Dicevano che qualcuno stava tornando, qualcuno di molto vendicativo e
in cerca di seguaci.
-Non conosco questo Russell ma evidentemente è anche lui uno
dei
suoi, o comunque è disposto ad aiutarli. Ora è
tutto
chiaro, avevi sentito troppo e dovevano eliminarti.-
-Strano modo di uccidere, per dei maghi.-
-Se ti avessero fatto un incantesimo avrebbero destato sospetti ed
è l’ultima cosa che vogliono. Voldemort sta
risorgendo e
non è ancora tempo per mosse azzardate.-
Era tutto così assurdo che mi era venuto il mal di testa ma
quello che avevo di fronte era indubbiamente l’unica persona
che
avrei dovuto ringraziare se ero ancora viva e non potevo far altro che
fidarmi.
Portai le gambe al petto e mi ricordai di essere ancora in mutande con
solo una enorme maglietta a coprire lo stretto necessario.
-Hey! Mi hai.. spogliata!-
-E’ da quando sono arrivato qui che ti vedo girare per casa
in
lingerie, credi che la cosa possa avermi turbato?

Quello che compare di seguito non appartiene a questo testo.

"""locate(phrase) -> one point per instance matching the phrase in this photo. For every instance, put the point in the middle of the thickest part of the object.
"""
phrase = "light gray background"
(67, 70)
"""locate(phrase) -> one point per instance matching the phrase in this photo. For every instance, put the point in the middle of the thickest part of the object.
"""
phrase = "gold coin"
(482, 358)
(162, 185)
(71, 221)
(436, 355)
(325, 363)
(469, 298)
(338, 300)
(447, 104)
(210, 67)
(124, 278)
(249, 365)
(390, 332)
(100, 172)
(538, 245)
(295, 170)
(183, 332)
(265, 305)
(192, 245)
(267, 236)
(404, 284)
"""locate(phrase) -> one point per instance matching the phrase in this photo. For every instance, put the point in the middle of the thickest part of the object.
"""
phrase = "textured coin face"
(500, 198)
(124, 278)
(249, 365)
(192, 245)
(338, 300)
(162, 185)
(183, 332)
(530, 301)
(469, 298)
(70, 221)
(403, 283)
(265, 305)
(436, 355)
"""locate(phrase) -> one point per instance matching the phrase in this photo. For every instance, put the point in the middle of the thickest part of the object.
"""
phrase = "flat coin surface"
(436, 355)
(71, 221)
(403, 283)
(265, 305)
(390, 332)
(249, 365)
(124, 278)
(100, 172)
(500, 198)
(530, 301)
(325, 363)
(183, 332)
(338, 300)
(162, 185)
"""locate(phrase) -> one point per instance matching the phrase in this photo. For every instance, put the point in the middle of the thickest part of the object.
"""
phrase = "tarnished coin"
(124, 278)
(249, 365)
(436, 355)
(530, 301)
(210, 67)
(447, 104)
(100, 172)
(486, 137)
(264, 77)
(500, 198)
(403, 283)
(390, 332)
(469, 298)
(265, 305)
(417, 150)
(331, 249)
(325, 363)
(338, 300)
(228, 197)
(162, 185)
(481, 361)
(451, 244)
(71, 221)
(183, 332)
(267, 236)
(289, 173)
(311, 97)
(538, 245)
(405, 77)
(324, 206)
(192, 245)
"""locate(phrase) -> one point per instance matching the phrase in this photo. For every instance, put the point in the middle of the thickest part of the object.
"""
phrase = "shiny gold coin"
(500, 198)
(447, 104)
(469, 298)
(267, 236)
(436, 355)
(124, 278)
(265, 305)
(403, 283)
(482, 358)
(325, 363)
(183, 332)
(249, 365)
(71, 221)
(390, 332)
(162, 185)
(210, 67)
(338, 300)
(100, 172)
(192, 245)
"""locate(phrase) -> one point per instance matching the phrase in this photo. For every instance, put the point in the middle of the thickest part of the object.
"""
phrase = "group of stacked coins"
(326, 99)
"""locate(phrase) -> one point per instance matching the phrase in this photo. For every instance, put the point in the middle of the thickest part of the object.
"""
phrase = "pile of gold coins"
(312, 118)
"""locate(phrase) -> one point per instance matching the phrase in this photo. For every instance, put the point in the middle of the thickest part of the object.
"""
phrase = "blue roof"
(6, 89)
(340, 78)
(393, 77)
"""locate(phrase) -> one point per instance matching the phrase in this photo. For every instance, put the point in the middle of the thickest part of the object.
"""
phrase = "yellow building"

I tuoi vestiti erano
sporchi, dopo esserti rotolata per mezza metropolitana, e non era
affatto igienico metterti a letto in quelle condizioni.-
Mi zittii all’istante realizzando con estremo imbarazzo che
quello che avevo considerato fino a quel momento come il mio fedele
amico a quattro zampe in realtà non lo era affatto.
-Posso farti una domanda io, adesso?- mi chiese facendosi
improvvisamente pensieroso.
-Cosa?-
-Che diamine di nome è Rain?-
L’acqua e zucchero che mi aveva così
premurosamente
preparato si era rivelata un vero toccasana e completò
l’opera curandomi la caviglia con quella che appresi essere
una
bacchetta magica, di quelle che le streghette con il naso aquilino
agitavano nei film e con la quale mi aveva elegantemente disarmata
neanche mezzora prima.
-Bene, adesso che sai tutto e non hai neanche dato eccessivamente di
matto, a parte puntarmi contro una pistola, credo che..-
Fu interrotto dal trillare del mio telefono che si illuminava nella
tasca del jeans che indossavo la notte precedente e che
inspiegabilmente non si era frantumato a causa della caduta rovinosa
sulle rotaie, caduta che, per inciso, non ero ancora riuscita a
metabolizzare del tutto.
-Scusami.-
Mi alzai e istintivamente cercai di allungare la maglietta abbastanza
da coprire il sedere lanciandogli uno sguardo torvo, non avevo ancora
dimenticato la sua battutina sulla mia lingerie.
-Pronto?-
-Hannah.. stai bene?- era Jason e sembrava anche preoccupato. Guardai
l’orologio appeso al muro accanto alla porta e notai che
effettivamente ne aveva tutte le ragioni, era passato mezzogiorno e non
mi ero presentata allo Studio.
-Si, sto bene è solo che ieri ho fatto tardi e stamattina
non mi sono svegliata. Scusami.-
Qualche istante di silenzio e a seguire un sospiro.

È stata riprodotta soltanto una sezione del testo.